Compiling a computer program uses another computer program, a compiler, to transform/translate a program’s source code into another compiled form. The source code is typically written in a high-level programming language and the output code in another programming language.
The level of abstraction of the output code determines whether the process is called compiling or transpiling. When a program source is written in a high-level programming language and is transformed into a low-level programming language it is called compiling. When a program source is written in a high-level programming language and is transformed into another similarly abstracted level of programming language it is called transpiling.
Compiling: the Go programming language
Transpiling: the TypeScript programming language
A high-level programming language is a programming language which abstracts away some of the details needed to program a computer. A computer requires such components as a processor, memory, and storage. These low-level components can be programmed directly, but most often they are not important when one is interested in programming a high-level program such as a web application for instance. To minimize the details a programmer must consider when writing a program, a programmer can select a high-level programming language to take care of the low-level details automatically.

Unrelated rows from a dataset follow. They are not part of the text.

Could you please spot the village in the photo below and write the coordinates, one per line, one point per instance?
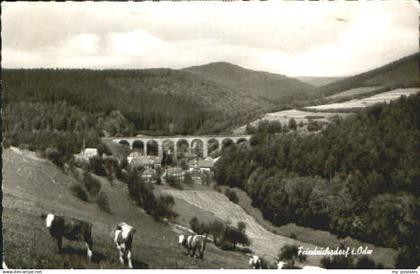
(189, 166)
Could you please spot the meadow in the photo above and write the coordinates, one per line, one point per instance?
(32, 186)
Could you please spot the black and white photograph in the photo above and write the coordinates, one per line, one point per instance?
(211, 135)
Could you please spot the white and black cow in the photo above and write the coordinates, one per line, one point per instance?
(123, 238)
(193, 243)
(72, 229)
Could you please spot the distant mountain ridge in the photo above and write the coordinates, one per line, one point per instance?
(272, 87)
(400, 73)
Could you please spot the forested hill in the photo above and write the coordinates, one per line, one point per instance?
(273, 87)
(403, 72)
(358, 177)
(162, 101)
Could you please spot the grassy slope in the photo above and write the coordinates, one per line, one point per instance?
(264, 242)
(32, 186)
(273, 87)
(309, 235)
(203, 202)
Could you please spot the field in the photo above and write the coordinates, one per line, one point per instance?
(353, 92)
(313, 236)
(299, 116)
(384, 97)
(264, 242)
(32, 186)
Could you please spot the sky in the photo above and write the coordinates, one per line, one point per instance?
(338, 38)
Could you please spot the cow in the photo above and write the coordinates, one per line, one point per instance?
(255, 262)
(72, 229)
(123, 238)
(193, 243)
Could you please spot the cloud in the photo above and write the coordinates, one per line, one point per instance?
(292, 38)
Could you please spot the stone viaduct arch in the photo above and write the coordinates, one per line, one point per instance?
(204, 144)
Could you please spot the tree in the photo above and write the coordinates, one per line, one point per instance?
(188, 178)
(292, 124)
(242, 226)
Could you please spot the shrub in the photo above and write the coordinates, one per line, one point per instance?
(142, 193)
(231, 194)
(337, 262)
(103, 202)
(225, 236)
(163, 208)
(174, 182)
(188, 178)
(55, 156)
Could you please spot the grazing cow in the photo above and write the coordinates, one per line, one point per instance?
(255, 262)
(193, 243)
(123, 238)
(71, 229)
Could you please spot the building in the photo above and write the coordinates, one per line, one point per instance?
(134, 155)
(149, 175)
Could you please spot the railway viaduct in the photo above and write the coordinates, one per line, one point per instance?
(172, 143)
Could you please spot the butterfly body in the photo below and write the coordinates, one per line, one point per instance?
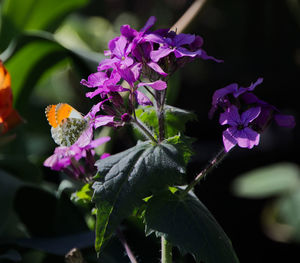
(67, 124)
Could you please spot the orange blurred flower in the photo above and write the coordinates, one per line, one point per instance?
(9, 117)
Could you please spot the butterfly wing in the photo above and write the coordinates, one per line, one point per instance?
(69, 130)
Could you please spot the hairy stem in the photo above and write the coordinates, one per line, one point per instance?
(166, 251)
(160, 101)
(188, 16)
(144, 129)
(219, 157)
(127, 248)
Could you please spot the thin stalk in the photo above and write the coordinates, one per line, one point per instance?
(219, 157)
(188, 16)
(160, 101)
(126, 246)
(144, 129)
(166, 251)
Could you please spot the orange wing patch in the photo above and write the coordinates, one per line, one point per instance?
(67, 123)
(9, 117)
(62, 111)
(51, 116)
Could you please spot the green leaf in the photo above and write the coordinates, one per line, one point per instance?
(23, 66)
(175, 119)
(186, 223)
(39, 14)
(267, 181)
(83, 197)
(126, 178)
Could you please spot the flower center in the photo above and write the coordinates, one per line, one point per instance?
(240, 127)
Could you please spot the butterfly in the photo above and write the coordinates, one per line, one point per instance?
(9, 117)
(67, 124)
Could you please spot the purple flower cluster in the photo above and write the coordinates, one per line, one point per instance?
(135, 59)
(140, 55)
(245, 115)
(67, 159)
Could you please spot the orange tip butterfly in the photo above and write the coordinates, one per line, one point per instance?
(67, 124)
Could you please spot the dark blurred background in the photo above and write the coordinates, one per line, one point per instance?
(255, 38)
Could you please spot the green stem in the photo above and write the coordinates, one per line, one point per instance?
(144, 130)
(160, 101)
(219, 157)
(166, 251)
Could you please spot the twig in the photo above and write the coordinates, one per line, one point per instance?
(188, 16)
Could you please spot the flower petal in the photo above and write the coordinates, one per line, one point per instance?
(249, 115)
(142, 99)
(231, 116)
(157, 85)
(228, 141)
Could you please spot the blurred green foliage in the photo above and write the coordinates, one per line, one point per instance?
(49, 45)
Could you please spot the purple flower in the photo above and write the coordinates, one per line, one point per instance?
(105, 82)
(173, 43)
(119, 51)
(268, 113)
(222, 98)
(181, 45)
(64, 156)
(239, 131)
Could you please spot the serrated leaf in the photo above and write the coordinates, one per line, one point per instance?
(128, 177)
(175, 119)
(186, 223)
(267, 181)
(83, 197)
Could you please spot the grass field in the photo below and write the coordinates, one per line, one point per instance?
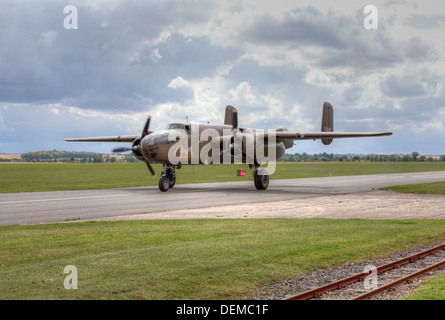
(22, 177)
(189, 259)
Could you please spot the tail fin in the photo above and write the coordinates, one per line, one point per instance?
(231, 117)
(327, 121)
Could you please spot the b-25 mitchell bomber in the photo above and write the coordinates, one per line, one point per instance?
(192, 143)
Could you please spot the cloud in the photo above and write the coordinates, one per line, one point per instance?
(276, 62)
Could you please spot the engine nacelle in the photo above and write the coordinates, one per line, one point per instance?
(136, 149)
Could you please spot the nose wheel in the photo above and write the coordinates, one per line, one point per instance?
(168, 178)
(261, 179)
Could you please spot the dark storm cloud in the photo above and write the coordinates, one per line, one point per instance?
(424, 22)
(343, 39)
(402, 87)
(114, 59)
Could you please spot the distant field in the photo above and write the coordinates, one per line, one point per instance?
(422, 188)
(22, 177)
(190, 259)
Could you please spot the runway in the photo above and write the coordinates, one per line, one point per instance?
(61, 206)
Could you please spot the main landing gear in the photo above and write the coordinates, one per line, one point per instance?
(260, 178)
(168, 178)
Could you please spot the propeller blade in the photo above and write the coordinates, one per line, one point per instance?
(147, 125)
(119, 150)
(235, 118)
(151, 170)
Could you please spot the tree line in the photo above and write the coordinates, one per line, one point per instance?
(74, 156)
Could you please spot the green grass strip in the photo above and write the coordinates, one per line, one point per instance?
(190, 259)
(23, 177)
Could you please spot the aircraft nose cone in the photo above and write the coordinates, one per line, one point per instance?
(149, 147)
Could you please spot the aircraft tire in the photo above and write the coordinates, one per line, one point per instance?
(172, 182)
(164, 184)
(261, 181)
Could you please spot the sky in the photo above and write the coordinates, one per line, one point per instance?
(276, 61)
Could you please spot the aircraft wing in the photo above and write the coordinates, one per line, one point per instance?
(282, 135)
(105, 139)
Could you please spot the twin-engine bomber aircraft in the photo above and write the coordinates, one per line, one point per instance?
(192, 143)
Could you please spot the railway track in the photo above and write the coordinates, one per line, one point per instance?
(378, 280)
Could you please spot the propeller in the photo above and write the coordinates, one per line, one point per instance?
(119, 150)
(136, 148)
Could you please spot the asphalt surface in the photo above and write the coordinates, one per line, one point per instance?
(60, 206)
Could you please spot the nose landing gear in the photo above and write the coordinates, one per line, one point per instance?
(168, 178)
(260, 178)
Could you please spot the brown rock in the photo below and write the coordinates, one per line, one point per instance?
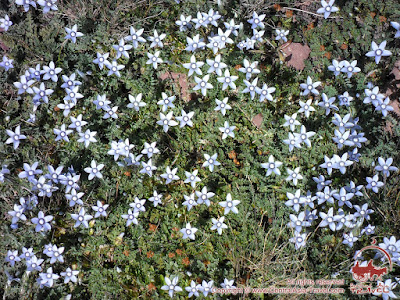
(296, 54)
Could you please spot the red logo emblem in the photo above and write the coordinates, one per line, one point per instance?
(370, 271)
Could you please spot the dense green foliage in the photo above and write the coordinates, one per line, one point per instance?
(255, 249)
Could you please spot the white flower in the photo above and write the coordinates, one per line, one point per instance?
(306, 107)
(294, 175)
(166, 121)
(170, 175)
(211, 161)
(136, 102)
(150, 149)
(192, 178)
(73, 33)
(202, 84)
(148, 168)
(291, 121)
(94, 170)
(81, 218)
(222, 105)
(87, 137)
(166, 101)
(309, 86)
(229, 204)
(171, 286)
(185, 118)
(188, 232)
(154, 59)
(272, 166)
(15, 137)
(194, 66)
(218, 224)
(189, 201)
(227, 130)
(228, 80)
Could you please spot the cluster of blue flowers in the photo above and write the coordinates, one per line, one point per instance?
(342, 211)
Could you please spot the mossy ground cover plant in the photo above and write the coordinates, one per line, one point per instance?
(154, 148)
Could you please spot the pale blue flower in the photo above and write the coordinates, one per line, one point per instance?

There may be ways to access the lower-levels while programming in a high-level programming language, but this comes later on in a program’s life. Typically when programming with a high-level programming language at least in the beginning, one is interested in accomplishing some goal with little interest in the underlying details of how a computer is ran. There may be a time when these details become important such as when one wants program to go faster. This may mean increasing the speed at which a unit of work can be performed or the number of units of work can be performed in a duration of time.